On one side, this gives us the power to leverage and embed what we already know into conversational AI and into the conversations we have. Consider here the unique knowledge assets you have: your understanding of your clients or specific markets; your expertise in a particular domain, such as brand purpose.
The extent to which we get this right directly impacts the conversations we have. To elicit depth and step beyond the rational first layer of responses, a bot that is built to establish a deeper understanding – not just resolve a query – must be able to probe when it matters most. To do this, it must know when to probe. Natural language understanding (NLU) is used to trigger intelligent probing powered by implicit data assets on what we already know is important.
For the research industry to fully leverage advances in AI to better understand people, it becomes imperative to externalise our implicit knowledge into the machines, to power NLU that delivers the richness and nuance we are after.
On the other hand, it is about how we find things we don’t know we don’t know. Here, we can turn to natural language processing (NLP) to surface and make sense of the way in which people talk about what matters to them, across thousands and thousands of rows of data.
A best-in-class approach to NLP should leverage your implicit expertise to detect patterns in the conversational data that are meaningful within your domain.
NLP is further boosted by human-in-the-loop (HITL) as a branch of AI that combines the best of human and machine intelligence. This means that, throughout – when we bring together raw, unstructured conversational data with our own implicit expertise – we also involve human experts to train, test, tune and validate AI models. In other areas, such as trend forecasting, this is referred to as the more balanced future brain, where analytics is combined with human experts to synthesise and contextualise, to deliver truly meaningful insights and recommendations.
Bringing together intelligent conversations at scale with the ability to surface meaningful patterns in such data, leveraging implicit expertise, we can create a holistic, integrated, intelligent approach to conversational AI – a closed-loop data ecosystem.
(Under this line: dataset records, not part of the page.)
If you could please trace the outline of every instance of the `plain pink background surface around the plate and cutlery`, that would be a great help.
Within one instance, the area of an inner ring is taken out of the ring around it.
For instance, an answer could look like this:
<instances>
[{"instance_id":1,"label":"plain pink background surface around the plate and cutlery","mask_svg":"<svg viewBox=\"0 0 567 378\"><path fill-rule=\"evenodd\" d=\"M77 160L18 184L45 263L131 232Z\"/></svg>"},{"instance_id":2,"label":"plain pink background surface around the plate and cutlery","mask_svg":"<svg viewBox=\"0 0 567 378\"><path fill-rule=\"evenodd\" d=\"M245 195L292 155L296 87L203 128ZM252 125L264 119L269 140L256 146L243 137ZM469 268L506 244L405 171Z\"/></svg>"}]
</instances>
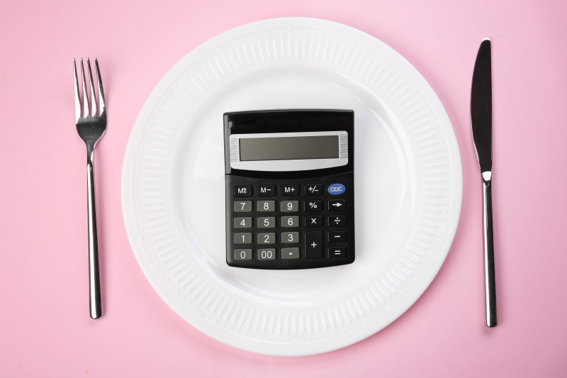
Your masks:
<instances>
[{"instance_id":1,"label":"plain pink background surface around the plate and cutlery","mask_svg":"<svg viewBox=\"0 0 567 378\"><path fill-rule=\"evenodd\" d=\"M2 1L0 375L3 377L566 377L565 1ZM312 357L211 340L171 311L130 250L120 174L135 117L191 49L262 18L346 23L404 55L459 140L464 201L444 266L374 336ZM90 18L90 21L89 21ZM469 125L476 51L493 39L500 325L483 326L481 178ZM105 315L88 315L84 145L72 57L99 57L107 133L96 151Z\"/></svg>"}]
</instances>

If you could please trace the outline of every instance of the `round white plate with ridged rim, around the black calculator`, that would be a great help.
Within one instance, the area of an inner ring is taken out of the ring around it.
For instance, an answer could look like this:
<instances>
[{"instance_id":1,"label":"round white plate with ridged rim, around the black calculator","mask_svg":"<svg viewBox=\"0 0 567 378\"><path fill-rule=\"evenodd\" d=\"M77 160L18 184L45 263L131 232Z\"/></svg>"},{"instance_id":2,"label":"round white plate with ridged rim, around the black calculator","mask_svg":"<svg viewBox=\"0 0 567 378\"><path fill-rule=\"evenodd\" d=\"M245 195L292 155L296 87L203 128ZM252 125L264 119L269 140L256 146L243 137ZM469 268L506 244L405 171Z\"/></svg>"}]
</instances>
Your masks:
<instances>
[{"instance_id":1,"label":"round white plate with ridged rim, around the black calculator","mask_svg":"<svg viewBox=\"0 0 567 378\"><path fill-rule=\"evenodd\" d=\"M292 271L225 262L223 113L353 109L356 260ZM442 104L397 52L310 18L250 23L178 62L137 118L122 201L140 267L192 326L236 348L312 355L388 326L441 267L461 210Z\"/></svg>"}]
</instances>

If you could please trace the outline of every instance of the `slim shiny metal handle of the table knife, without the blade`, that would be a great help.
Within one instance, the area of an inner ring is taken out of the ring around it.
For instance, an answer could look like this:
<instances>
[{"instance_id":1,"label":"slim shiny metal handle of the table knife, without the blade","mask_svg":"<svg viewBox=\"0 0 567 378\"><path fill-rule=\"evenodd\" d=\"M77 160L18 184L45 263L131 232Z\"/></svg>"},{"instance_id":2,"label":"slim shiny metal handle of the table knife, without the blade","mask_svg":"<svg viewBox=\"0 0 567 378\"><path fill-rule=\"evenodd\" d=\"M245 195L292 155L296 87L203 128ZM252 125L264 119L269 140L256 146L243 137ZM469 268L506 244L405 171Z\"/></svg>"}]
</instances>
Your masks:
<instances>
[{"instance_id":1,"label":"slim shiny metal handle of the table knife, without the blade","mask_svg":"<svg viewBox=\"0 0 567 378\"><path fill-rule=\"evenodd\" d=\"M485 324L496 326L496 279L492 226L492 172L483 172L484 301Z\"/></svg>"}]
</instances>

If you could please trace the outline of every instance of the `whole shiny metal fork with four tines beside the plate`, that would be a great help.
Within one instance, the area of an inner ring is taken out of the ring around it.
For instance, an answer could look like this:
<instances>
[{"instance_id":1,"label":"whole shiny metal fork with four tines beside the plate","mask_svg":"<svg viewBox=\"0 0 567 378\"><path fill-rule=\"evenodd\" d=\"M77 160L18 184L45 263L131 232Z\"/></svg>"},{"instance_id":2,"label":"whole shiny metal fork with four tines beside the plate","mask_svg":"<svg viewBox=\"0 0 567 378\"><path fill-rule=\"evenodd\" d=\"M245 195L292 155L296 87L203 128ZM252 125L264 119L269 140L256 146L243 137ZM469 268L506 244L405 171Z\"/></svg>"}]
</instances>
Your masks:
<instances>
[{"instance_id":1,"label":"whole shiny metal fork with four tines beside the plate","mask_svg":"<svg viewBox=\"0 0 567 378\"><path fill-rule=\"evenodd\" d=\"M81 58L82 96L79 94L79 80L77 79L77 65L73 59L74 87L75 87L75 123L77 132L86 145L86 183L87 183L87 209L89 216L89 305L91 318L102 316L101 277L99 272L99 235L96 227L96 204L94 200L94 146L104 130L106 130L106 105L102 88L99 61L94 58L96 77L99 82L99 106L96 105L94 93L93 74L91 62L86 58L86 67L89 69L91 101L86 89L83 58ZM97 111L98 109L98 111Z\"/></svg>"}]
</instances>

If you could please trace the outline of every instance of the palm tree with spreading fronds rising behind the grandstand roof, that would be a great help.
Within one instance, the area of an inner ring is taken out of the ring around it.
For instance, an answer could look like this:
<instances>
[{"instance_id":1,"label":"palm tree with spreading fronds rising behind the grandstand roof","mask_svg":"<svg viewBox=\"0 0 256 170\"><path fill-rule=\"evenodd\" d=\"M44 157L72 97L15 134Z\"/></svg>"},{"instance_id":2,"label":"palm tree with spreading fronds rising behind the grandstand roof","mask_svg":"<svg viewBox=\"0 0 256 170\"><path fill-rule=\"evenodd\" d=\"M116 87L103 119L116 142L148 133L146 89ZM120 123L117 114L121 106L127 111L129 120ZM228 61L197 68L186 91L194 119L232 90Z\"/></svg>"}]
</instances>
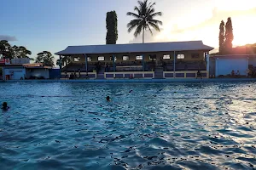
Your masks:
<instances>
[{"instance_id":1,"label":"palm tree with spreading fronds rising behind the grandstand roof","mask_svg":"<svg viewBox=\"0 0 256 170\"><path fill-rule=\"evenodd\" d=\"M161 12L155 12L154 5L155 3L148 3L148 0L138 1L138 7L135 7L134 10L137 14L128 12L127 15L133 16L136 19L131 20L128 24L128 32L131 32L133 29L136 28L134 32L134 36L137 37L143 31L143 43L144 43L144 33L145 30L149 30L151 35L153 32L151 28L154 28L156 31L160 31L159 25L163 23L160 20L154 20L155 16L161 16Z\"/></svg>"}]
</instances>

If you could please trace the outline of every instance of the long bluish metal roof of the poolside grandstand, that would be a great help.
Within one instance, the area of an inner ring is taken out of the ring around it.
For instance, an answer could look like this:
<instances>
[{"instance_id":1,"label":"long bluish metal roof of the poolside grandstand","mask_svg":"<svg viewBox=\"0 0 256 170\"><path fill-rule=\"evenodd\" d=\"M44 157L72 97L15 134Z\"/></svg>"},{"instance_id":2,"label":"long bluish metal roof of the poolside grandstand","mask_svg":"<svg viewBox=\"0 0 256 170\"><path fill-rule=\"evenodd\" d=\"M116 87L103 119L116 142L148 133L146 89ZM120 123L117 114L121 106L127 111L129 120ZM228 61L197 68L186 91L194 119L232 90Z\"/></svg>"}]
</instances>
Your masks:
<instances>
[{"instance_id":1,"label":"long bluish metal roof of the poolside grandstand","mask_svg":"<svg viewBox=\"0 0 256 170\"><path fill-rule=\"evenodd\" d=\"M68 46L65 50L57 52L57 55L72 54L119 54L119 53L147 53L203 50L211 51L213 48L204 45L202 41L190 42L152 42L152 43L128 43L107 45Z\"/></svg>"}]
</instances>

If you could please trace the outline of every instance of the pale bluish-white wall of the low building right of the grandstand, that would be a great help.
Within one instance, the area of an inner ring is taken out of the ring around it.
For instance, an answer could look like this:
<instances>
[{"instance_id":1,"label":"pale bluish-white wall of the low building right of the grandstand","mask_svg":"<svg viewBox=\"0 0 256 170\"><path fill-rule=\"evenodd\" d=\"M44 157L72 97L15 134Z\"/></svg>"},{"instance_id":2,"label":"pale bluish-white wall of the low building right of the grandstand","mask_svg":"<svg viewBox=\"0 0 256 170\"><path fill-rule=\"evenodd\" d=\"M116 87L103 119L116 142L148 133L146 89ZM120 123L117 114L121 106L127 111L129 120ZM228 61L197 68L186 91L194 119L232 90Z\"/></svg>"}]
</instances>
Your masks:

For conversational AI, a radically new way of understanding people in a still largely traditional research industry, a robust AI-powered framework denotes credibility, scalability, repeatability, and – perhaps most importantly – validity.
Human stories collected at scale help us to understand people. Knowing what genuinely matters to them empowers brands to explore different ways to manifest their purpose with meaning.
For global brands, this is particularly important, as it offers direction to know how to express a global purpose-driven strategy in a nuanced, locally relevant way. The former chief executive of PepsiCo referred to this as “freedom within a frame”, the need for global brands to allow for a measure of freedom for each market to tailor a globally defined strategy in context.
This is where human stories and AI spark together to deliver deeper, locally nuanced insight into brand purpose that underpins clear, relevant, and powerful activation strategies that are grounded in context and immersed in emotion. It is this spark that helps brands express their purpose in a way that will truly matter to consumers and make a positive difference in their world today.